Well, minions, no one can deny it's been a rough couple of years. The 'Rona, incipient fascism, an attack on the Capitol of the United States of America... yes, we live in trying times.
Which is why I felt it especially incumbent upon myself to host an event which is a Palmerwood tradition dating back... oh, I can't rightly say, but some centuries, at least... to raise the morale of my fellow filthy-rich oligarchs. Even those for whom I don't particularly care. There must be solidarity among the .00001%ers. The ravening working-class hordes are at the gate, so to speak, and it's important we keep up a united front.
And so it was that I made preparations for... THE PALMERWOOD GREAT HUNT of 2021.
Here's a shot of me completing the review of my rugged yet luxurious-to-the-point-of- decadence Millam Hunting-Lodge (named for my old pal, the sinister and shadowy railroad magnate, Darren Millam) in preparation for the PALMERWOOD GREAT HUNT of 2021. I was so excited I could hardly stand it. It takes a lot to get a jaded gazillionaire giddy with glee, but this does the trick.
"Looks swell," I said with satisfaction, turning to my gamekeeper, Olivier de Baliviere and estate physician Pooley. "Trophies of dead animals dusted, firearms ammo'ed up, plenty of Bactine in the medicine cabinet, fresh sheets on all the beds, adequate stash of fire-wood, kitchen stocked, guest tweeds pressed, and all the missing liquor replaced. Wonder whose leather appointment-book with the initials EFB under the couch that was. Wonder if there's a connection between it and the missing liquor. Well, top-drawer work. I can hardly wait until the guests arrive. It's gonna be the best Palmerwood Great Hunt EVER!!!!"

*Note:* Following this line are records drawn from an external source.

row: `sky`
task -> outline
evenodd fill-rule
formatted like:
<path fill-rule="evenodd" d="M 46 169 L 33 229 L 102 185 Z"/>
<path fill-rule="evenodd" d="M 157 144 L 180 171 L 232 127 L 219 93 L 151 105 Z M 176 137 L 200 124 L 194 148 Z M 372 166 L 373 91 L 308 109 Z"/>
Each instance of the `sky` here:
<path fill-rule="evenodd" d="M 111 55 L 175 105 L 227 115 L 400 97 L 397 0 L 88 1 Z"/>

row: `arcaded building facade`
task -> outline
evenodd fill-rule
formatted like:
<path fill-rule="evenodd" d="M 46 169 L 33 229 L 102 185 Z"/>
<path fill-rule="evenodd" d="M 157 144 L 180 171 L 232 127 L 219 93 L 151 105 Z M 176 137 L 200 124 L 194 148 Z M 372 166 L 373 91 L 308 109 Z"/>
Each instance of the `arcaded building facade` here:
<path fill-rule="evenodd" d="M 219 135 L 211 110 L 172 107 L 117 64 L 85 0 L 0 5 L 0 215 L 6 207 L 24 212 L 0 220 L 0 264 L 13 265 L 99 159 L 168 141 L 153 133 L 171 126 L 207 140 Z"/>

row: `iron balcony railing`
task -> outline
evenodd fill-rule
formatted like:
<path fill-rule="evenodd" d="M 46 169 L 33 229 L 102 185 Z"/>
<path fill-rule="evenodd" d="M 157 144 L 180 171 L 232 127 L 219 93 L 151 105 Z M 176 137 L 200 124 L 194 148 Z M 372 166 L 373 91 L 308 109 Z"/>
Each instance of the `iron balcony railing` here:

Head Estate Physician Pooley looked doubtful, and Gamekeeper De Baliviere looked frankly terrified, but I was so darn chipper I hardly noticed.
"BLAM BANG BLAM," I squealed like a delighted six-year-old. "BANG BOOM BLAM BANG BANG RATTATATATTATATATT."
"Oh God," groaned Pooley in agony. "He's making gun-noises."
And what's pulling into the station? Why, it's a lovingly restored vintage 19th-century locomotive pulling the "Wayward Son," the private rail-car of JP's old pal, the saturnine and secretive railway magnate Darren Millam! This is gonna be some hunt!
"Howdy!" I chirped. "Ignore the gloomy faces on my gamekeeper, Olivier de Baliviere, Head Estate Physician Pooley and my feeble-minded but devoted manservant Cubbings! Let's get this shootin' match underway!"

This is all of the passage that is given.